Cette criminalisation va bien au-delà du langage, puisqu’elle s’installe dans la vie quotidienne : on peut observer par exemple des jouets représentant un criminel armé et en possession d’un… Coran. Vous ne rêvez pas, en 2017, de telles choses existent. Les enfants sont bien souvent très vulnérables face à ces conséquences, ainsi ils·elles essuient directement les dérives d’adultes trop facilement manipulé·e·s par les préjugés véhiculés à l’écran ou dans les journaux. L’histoire du petit Nahil, 11 ans, en est un exemple est frappant : il a été assimilé à un apprenti terroriste par son enseignante, qui a depuis présenté ses excuses. Personne n’est à l’abri des préjugés, même à l’école.
 
Si les enfants sont les plus vulnérables face à ces dérives, les personnes les plus touchées par les conséquences de cette criminalisation de l’islam restent les femmes. Les femmes musulmanes en France font face à une triple discrimination : le racisme lié aux origines réelles ou supposées, le sexisme lié à leur genre, et l’islamophobie liée à leur appartenance religieuse réelle ou supposée. Les répercussions n’en sont que plus violentes. Pourtant, un argument indécent revient souvent : « T’abuses, tu vois du racisme partout ». Non nous n’abusons pas, c’est une réalité qui doit être dénoncée !
 
Nous vous invitons à regarder cette vidéo pour comprendre l’oppression que vivent les femmes musulmanes.

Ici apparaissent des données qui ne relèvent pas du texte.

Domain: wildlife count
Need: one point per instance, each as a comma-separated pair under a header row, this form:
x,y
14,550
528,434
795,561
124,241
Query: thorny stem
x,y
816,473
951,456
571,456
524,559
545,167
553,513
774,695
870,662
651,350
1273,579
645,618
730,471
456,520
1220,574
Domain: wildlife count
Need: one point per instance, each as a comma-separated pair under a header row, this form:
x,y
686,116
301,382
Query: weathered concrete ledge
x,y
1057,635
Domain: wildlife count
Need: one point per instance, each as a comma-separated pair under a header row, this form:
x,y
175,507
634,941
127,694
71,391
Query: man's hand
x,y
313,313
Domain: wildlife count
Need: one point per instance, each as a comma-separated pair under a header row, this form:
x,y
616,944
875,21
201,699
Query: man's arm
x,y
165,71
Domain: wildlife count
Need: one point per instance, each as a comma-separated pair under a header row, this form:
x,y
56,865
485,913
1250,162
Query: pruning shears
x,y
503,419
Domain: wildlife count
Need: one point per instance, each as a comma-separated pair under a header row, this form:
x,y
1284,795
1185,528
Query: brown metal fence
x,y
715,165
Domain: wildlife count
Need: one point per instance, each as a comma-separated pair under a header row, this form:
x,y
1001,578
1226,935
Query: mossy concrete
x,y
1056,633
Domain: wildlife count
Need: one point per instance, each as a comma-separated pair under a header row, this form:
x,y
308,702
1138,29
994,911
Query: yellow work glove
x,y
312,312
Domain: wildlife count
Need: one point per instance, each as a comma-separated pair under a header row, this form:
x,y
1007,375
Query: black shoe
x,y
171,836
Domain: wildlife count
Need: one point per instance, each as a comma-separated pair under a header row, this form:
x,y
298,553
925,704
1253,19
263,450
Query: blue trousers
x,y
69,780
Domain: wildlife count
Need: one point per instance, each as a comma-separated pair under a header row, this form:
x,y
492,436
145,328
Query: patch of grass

Après les attentats contre Charlie Hebdo, le Collectif contre l’islamophobie en France (CCIF) a observé une augmentation de 70% des actes perpétrés à l’encontre des musulman·e·s. Pas moins de cinquante-quatre actes islamophobes sont recensés en France entre le 7 et le 12 janvier. La majorité des victimes sont des femmes.
 
Le racisme est bel est bien présent et ses conséquences sont dévastatrices, autant sur le plan physique que psychologique. Ici ou ailleurs, l’islamophobie devient une source réelle d’insécurité pour les femmes musulmanes. Nabra Hussein en est le symbole. Triste sort d’une jeune femme de 17 ans sauvagement assassinée, outre Atlantique, parce que musulmane. Combien sont-elles aujourd’hui à penser qu’elles pourraient être les prochaines, ici en France?
 
Et pourtant, la meilleure réponse que nous puissions leur donner est celle-ci : n’ayez crainte, ne laissez jamais personne vous faire croire que vous n’êtes pas en sécurité chez vous. Eteignons nos postes de télévision, vivons avec notre époque et menons ensemble ce combat en faveur d’une société inclusive, pour qu’un jour nous soyons plus fortes et plus unies : c’est là le plus bel hommage que nous puissions rendre à Nabra et à toutes les victimes de la haine.